When you walk into Saints North in Maplewood, a back-in-time atmosphere drifts down like stardust. The door to the old-fashioned roller rink closes, and suddenly you're in a parallel universe where Lawrence Welk and the Coen brothers could show up any minute, arm in arm.
Retro mod-colored globes cast a dim glow overhead. The empty oval rink looks glassy as a still pond until, wooed by the sound of Henry Mancini going to town over the loudspeakers, the silver-haired skaters trickle through the gate. Around they glide, counterclockwise, always counterclockwise. Some forge solo paths, some pair off side by side. A few are skate-dancing, while others are content with a glorified shuffle.
Growing old on eight wheels is a fine thing for these longtime regulars at the Friday morning senior skate. To them, it is as much a comfort as it is a stimulant. For two hours a week, this is their planet, orbiting at their speed.
Ed Stitt, 75, of Shoreview and his lady friend, 72-year-old Mary Palmer of Rogers, move across the floor almost as one, his arm lightly encircling her waist. Their tempo is somewhere between andante and allegro.
A few years ago, Palmer fell and broke her hip at Saints North (which posts signs at the entrance firmly disavowing responsibility for injury).
"Of course, at that time, I'd only been roller skating for 60 years," she says dryly.
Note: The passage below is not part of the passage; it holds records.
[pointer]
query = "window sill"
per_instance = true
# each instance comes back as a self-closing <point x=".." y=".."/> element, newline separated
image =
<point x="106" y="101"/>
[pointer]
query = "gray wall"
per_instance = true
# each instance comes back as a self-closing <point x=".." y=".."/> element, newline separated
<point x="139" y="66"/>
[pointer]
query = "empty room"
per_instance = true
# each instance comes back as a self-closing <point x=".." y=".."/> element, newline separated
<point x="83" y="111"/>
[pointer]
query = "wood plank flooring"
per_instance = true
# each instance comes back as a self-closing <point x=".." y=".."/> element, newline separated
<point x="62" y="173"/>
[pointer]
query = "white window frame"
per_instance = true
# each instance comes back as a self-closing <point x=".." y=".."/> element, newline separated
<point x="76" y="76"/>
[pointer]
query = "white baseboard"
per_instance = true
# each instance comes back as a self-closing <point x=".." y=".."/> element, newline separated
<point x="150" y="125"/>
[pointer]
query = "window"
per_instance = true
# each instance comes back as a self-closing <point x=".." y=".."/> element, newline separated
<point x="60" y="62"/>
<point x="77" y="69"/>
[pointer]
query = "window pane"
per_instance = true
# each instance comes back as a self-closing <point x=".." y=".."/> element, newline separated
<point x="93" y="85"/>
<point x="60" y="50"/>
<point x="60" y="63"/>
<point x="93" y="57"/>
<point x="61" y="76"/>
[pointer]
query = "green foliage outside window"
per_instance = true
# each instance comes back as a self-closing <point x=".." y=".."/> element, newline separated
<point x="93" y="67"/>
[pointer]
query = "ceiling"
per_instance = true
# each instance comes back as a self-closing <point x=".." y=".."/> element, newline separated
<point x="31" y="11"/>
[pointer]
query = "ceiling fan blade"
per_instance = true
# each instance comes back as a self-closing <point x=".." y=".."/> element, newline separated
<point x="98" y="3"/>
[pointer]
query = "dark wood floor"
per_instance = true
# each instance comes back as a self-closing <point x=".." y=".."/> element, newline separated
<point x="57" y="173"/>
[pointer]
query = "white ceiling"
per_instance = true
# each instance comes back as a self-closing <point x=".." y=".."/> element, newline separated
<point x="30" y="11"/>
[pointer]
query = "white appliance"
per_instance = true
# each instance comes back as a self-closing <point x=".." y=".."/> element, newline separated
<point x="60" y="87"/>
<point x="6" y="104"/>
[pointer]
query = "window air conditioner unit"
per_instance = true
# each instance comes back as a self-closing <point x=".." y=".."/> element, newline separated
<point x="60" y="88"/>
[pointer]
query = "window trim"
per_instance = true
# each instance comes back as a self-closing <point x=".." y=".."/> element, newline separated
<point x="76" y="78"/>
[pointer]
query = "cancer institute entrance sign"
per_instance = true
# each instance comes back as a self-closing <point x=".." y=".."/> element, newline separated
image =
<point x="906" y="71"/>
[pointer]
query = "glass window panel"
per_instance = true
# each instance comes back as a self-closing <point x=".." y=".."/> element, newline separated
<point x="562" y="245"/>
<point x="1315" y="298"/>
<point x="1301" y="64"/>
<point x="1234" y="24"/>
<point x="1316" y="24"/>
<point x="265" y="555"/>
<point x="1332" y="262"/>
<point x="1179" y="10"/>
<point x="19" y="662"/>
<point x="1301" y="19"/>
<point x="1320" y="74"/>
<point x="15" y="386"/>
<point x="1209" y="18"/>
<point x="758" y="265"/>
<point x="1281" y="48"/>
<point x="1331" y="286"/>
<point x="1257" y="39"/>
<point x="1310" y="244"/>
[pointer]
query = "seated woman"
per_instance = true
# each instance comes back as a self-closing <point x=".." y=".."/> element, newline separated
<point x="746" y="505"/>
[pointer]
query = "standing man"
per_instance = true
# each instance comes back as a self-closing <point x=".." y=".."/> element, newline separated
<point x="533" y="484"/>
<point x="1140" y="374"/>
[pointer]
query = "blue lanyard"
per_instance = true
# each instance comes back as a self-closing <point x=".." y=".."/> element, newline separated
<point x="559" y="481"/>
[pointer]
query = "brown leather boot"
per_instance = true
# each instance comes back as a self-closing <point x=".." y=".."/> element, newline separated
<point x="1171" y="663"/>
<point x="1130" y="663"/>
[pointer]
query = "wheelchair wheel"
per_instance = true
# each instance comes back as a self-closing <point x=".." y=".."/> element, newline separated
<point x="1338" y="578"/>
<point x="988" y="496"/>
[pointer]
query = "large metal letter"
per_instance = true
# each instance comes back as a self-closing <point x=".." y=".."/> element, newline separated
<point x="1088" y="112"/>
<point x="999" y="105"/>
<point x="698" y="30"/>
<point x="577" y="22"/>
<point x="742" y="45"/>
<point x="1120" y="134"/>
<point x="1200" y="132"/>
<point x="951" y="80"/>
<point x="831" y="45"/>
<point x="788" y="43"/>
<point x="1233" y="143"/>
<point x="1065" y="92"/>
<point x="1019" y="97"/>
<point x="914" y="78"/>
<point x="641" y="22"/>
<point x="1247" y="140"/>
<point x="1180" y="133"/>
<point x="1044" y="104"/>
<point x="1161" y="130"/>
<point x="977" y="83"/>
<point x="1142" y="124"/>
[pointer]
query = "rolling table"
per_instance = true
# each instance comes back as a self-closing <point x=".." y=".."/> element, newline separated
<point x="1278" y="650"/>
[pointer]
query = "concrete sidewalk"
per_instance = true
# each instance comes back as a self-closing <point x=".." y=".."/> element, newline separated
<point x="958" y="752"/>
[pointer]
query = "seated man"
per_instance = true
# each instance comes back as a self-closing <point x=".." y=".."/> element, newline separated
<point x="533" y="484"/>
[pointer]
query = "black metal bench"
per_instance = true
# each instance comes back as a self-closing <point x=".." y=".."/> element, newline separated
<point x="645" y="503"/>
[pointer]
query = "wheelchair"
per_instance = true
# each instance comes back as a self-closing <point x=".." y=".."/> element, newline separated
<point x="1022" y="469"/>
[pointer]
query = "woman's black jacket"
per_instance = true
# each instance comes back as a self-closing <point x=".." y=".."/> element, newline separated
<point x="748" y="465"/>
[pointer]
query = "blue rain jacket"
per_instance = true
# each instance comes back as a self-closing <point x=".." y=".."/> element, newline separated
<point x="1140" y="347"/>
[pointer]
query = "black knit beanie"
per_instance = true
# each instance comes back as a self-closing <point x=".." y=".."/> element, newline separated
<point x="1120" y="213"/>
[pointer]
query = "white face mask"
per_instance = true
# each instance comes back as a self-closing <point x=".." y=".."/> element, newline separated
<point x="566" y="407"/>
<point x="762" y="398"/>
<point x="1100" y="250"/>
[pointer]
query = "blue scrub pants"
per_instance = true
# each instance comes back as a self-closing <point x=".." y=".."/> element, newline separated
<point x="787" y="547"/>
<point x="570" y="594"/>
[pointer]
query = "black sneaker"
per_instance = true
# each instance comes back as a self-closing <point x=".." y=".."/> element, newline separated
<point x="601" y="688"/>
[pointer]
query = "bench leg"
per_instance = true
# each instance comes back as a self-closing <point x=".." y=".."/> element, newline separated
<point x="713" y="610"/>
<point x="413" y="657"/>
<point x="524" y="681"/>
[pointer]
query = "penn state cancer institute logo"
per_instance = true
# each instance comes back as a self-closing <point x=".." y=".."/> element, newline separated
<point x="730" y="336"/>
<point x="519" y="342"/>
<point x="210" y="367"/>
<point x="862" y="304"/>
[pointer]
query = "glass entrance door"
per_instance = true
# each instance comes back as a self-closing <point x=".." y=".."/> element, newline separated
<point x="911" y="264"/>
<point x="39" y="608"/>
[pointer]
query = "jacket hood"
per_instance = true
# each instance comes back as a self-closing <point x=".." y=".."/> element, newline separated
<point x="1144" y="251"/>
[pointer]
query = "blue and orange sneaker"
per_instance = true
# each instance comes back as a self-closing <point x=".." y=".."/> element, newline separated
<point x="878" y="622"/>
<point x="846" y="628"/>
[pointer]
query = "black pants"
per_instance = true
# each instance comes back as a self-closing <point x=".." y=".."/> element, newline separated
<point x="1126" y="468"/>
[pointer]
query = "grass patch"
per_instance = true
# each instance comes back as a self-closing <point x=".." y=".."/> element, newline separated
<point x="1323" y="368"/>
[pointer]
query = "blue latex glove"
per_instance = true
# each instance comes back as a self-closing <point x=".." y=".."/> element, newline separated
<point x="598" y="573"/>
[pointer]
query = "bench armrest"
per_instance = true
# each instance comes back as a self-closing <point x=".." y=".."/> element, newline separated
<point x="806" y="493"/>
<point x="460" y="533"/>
As soon as her bones healed, Palmer was right back out there.
"I've had 10 kids, nine boys and a girl, so ... ," she trails off, the source of her fearlessness now obvious.
Darreld Johnson moves gracefully in a Zen state, never seeming to notice anyone around him but never bumping into them, either. His wife, Jackie, circles the perimeter like a competitive figure skater, leaning forward, arms out, rapidly crossing one foot in front of the other -- despite a bum knee that she props up in a booth to rest every few songs.